Wimmics/WheatGenomicsSLKG

Repository files navigation

WheatGenomicsSLKG

The Wheat Genomics Scientific Literature Knowledge Graph (WheatGenomicsSLKG) is a FAIR knowledge graph that exploits the Semantic Web technologies to integrate information about Named Entities (NE) extracted automatically from a corpus of PubMed scientific articles on wheat genetics and genomics.

In this corpus we extract Named Entities of types genes, phenotypes, taxon names and varieties mentioned in the title and the abstract of the publications, and the relationships between wheat mentions of varieties and phenotypes.

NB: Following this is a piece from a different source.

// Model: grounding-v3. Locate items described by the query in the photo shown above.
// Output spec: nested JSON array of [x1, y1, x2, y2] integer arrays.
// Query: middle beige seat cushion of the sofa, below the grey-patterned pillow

The figure below illustrates an example of PubMed publication where three types of NEs are recognised: genes (e.g., Sr2, Lr27, Lr34), phenotypes (e.g., leaf rust resistance, resistance to stem rust, powdery mildew resistance) and taxon name (e.g., wheat).

Gene, phenotype and taxon named entities recognized and in a PubMed publication

Semantic Data Model

Mentions of phenotype and taxon are linked to existing entities defined respectively in the Wheat Trait and Phenotype Ontology OWL/SKOS (WTO) and NCBI taxonomy.

The core part of the WheatGenomicsSLKG data model is based on the W3C Web Annotation Ontology (OA) which has been complemented with different vocabularies to describe documents metadata:

Vocabulary Prefix URI
Bibliographic Ontology (BIBO) bibo http://purl.org/ontology/bibo/
FaBiO (FRBR-aligned Bibliographic Ontology) fabio http://purl.org/spar/fabio/
Dublin Core Elements dce http://purl.org/dc/elements/1.1/
Dublin Core Terms dct http://purl.org/dc/terms/
Schema.org schema http://schema.org/
Web Annotation Vocabulary oa https://www.w3.org/TR/annotation-vocab/

Wheat Trait and Phenotype Ontology

The Wheat Trait and Phenotype Ontology OWL/SKOS is the RDF representation of the previously defined Wheat Trait and Phenotype Ontology using OWL and SKOS. It is an ontology of wheat traits and environmental factors that affect these traits. They include resistance to disease, development, nutrition, bread quality, etc. Environmental factors include biotic and abiotic factors.

The files of WTO are also provided in this repository, in folder dataset/WTO-v3.1.

Generation Pipeline

First, we use a SPARQL micro-service to query Pubmed's Web API and translate the articles' metadata (including the title and abstract) into RDF. In some cases, the abstract of a publication is split in sub-sections. The SPARQL micro-service is currently deployed publicly at this URL.

In parallel, the AlvisNLP tool is used to extract and link the named entities mentioned in the titles and abstracts. The output consists of CSV files that must be translated to RDF.

The translation in RDF of CSV files is carried out using Morph-xR2RML, an implementation of the xR2RML mapping language for MongoDB databases. The mapping files are provided in directory mapping-rules.

License

The code used to produce the knowledge graph is licensed under the Apache License 2.0.

The RDF data files produced by the code are made available under the terms of the Open Data Commons Attribution License v1.0 (ODC-By-1.0) license.